La crisis de la jurisdicción administrativa ha alcanzado un punto crítico desde el verano de 2024, ya que los tribunales reciben ahora cientos de demandas diarias de ciudadanos extranjeros que buscan urgentemente regularizar su situación en Portugal.

Intervención inmediata

El gran volumen, que ya alcanza los 133.000 casos, exige una intervención inmediata. En respuesta, el poder judicial movilizó un equipo extraordinario de 28 jueces que trabajan fuera del horario habitual. Aunque este aumento afecta a los servicios de AIMA, el responsable del STA insiste en que los tribunales mantendrán un ritmo incesante, afirmando que la justicia no puede permitir que los casos se acumulen sin que se den respuestas rápidas a los ciudadanos.

Reforzar el personal

Como solución, el presidente del STA subraya la necesidad urgente y crítica de un refuerzo masivo de los recursos humanos e informáticos, instando a la creación inmediata de una fuerza extraordinaria de empleados dedicados exclusivamente a las notificaciones judiciales y al servicio público.

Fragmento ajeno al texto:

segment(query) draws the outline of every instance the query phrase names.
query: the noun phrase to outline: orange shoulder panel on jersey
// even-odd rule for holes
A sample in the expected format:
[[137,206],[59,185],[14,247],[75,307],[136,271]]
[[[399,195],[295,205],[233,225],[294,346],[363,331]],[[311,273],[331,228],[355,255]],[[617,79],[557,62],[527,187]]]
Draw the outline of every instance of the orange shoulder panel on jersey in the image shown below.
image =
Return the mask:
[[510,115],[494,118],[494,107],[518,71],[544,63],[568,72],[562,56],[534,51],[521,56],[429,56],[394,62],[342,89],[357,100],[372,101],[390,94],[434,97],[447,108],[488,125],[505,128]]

Jorge Aragão Seia insiste además en ajustes legislativos para inyectar mayor flexibilidad al proceso administrativo, permitiendo a los inmigrantes que carecen de documentación permanecer legalmente en el país mientras se regularizan los asuntos pendientes, e impidiendo directamente que los rechazos desencadenen la expulsión automática.

El magistrado también lanzó una clara advertencia al Ejecutivo sobre sus intenciones de acelerar la expulsión forzosa de ciudadanos extranjeros.

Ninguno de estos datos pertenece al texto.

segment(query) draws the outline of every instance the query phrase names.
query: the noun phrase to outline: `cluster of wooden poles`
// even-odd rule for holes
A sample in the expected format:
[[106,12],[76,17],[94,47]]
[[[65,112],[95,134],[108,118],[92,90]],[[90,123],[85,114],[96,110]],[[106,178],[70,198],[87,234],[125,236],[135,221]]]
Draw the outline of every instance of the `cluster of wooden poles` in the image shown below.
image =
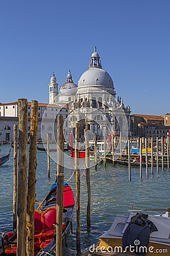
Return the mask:
[[[38,126],[38,102],[32,101],[28,177],[27,177],[27,129],[28,102],[26,99],[18,100],[19,109],[19,155],[18,165],[18,125],[14,127],[14,194],[13,228],[17,229],[17,255],[34,255],[34,211],[36,152]],[[57,176],[58,193],[56,217],[56,256],[62,255],[62,217],[63,193],[63,117],[58,116],[57,122]],[[60,150],[58,148],[60,148]],[[27,184],[28,180],[28,184]],[[26,230],[27,230],[26,232]]]
[[[18,164],[18,125],[14,127],[14,195],[13,228],[17,229],[17,255],[32,256],[34,255],[34,211],[35,207],[35,184],[36,175],[36,152],[38,126],[38,102],[32,101],[28,177],[27,177],[27,129],[28,102],[26,99],[18,100],[19,108],[19,156]],[[63,134],[63,117],[57,118],[57,217],[56,255],[62,255],[62,218],[63,194],[64,181],[64,137]],[[77,255],[81,255],[80,221],[80,170],[78,143],[79,125],[75,127],[75,171],[76,177],[76,218]],[[87,228],[91,226],[91,187],[90,179],[90,148],[88,133],[86,135],[86,180],[88,191],[87,208]],[[48,135],[47,135],[48,136]],[[47,141],[49,141],[47,137]],[[48,155],[49,155],[48,143]],[[49,177],[49,159],[48,160]],[[28,180],[28,184],[27,184]],[[26,232],[26,230],[27,230]]]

Sin cambios legislativos debidamente alineados con la normativa de la UE, Aragão Seia advierte de que el país se arriesga a una oleada de recursos judiciales y posibles condenas a pagar indemnizaciones por violaciones de la legislación europea.

Junto a las cuestiones de inmigración, el sistema de justicia administrativa está lidiando con su propia escasez de personal y retrasos históricos, con estimaciones que sugieren que se necesitan al menos 60 jueces más para resolver los casos pendientes y cumplir el objetivo de resolver todos los casos antes de 2025 para 2029.

Preocupación creciente

El panorama del sector está marcado además por la creciente preocupación del Tribunal Supremo ante el aumento de las tácticas dilatorias y los recursos abusivos, que ya están siendo penalizados como litigios de mala fe.

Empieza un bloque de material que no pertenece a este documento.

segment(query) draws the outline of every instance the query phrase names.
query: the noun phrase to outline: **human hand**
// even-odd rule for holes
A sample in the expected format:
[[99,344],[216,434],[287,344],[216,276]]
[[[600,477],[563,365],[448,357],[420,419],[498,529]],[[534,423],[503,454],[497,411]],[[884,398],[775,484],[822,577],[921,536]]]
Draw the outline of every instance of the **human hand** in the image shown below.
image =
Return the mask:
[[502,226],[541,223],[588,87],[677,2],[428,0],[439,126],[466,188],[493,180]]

Al mismo tiempo, el tribunal gestiona la presión de la justicia fiscal, donde actualmente hay retenidos unos 19.000 millones de euros en causas económicas de gran envergadura, como las que afectan a parques eólicos y fotovoltaicos.

Según el presidente del Tribunal Supremo Administrativo (STA), para invertir esta situación general es necesaria una reforma estructural y una aceleración de la formación de nuevos jueces por parte del Centro de Estudios Judiciales, reduciendo el periodo de formación a 2 años para garantizar una respuesta rápida a las necesidades del país.